第十六話 其ノ一
いつのまにか30越え。作中ではまだ15話しか進んでいませんがこれからも読んで頂けたらと思っております。区切りよく新しい話になったことに驚いている作者でした。では本編をどうぞ。
夏なんて本当にあっと言う間に過ぎ去ってしまう。今年は結局咲羅の勉強に殆んどを費やした気がする。……しかしあいつの目標大学がウチの大学でしかも教育学部とは………受かったら毎日一緒に登校ってことか!?………教えるの止めようかな。
『第十六話:波乱の学園祭 開幕前 side Y』
最近のウチの大学は学園祭の準備で盛り上がっている。学園祭のシーズンになると憂鬱になってくる。理由は俺の前方で呑気に手を振ってこっちに向かってくる奴のせいである。
「お〜い、元気してる?」
「………翔太郎がいなければもっと元気だが。
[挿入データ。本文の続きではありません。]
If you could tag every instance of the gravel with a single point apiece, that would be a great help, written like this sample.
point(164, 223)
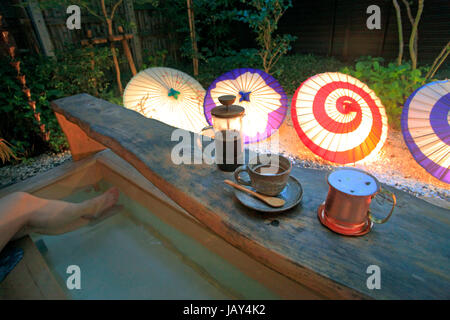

」
「おいおい、そりゃないぜ!!折角こっちの学部にまで顔を出したんだからよ。」
「………で、何の用だ?」
「いやぁ、学園祭だねぇ。」
「………そうだな。」
「いやぁ、学園祭だねぇ。」
「………そうだな。」
「いやぁ、学園さ」
「………用件は?」
「え〜っと………今年も陽のグッズを」
「………売ろうかな、なんて考えてないよな?」
「…………」
「………図星かよ。」
一昨年から翔太郎は人の写真だの何だのを売り捌いていた。勿論無許可である。いや、許可はとりにきたが、俺が断固拒否した。しかし勝手に売り捌いて、その金で打ち上げをしていた。知らなかったとはいえ、不覚にもその金で酒を飲んだ俺も甘かったが……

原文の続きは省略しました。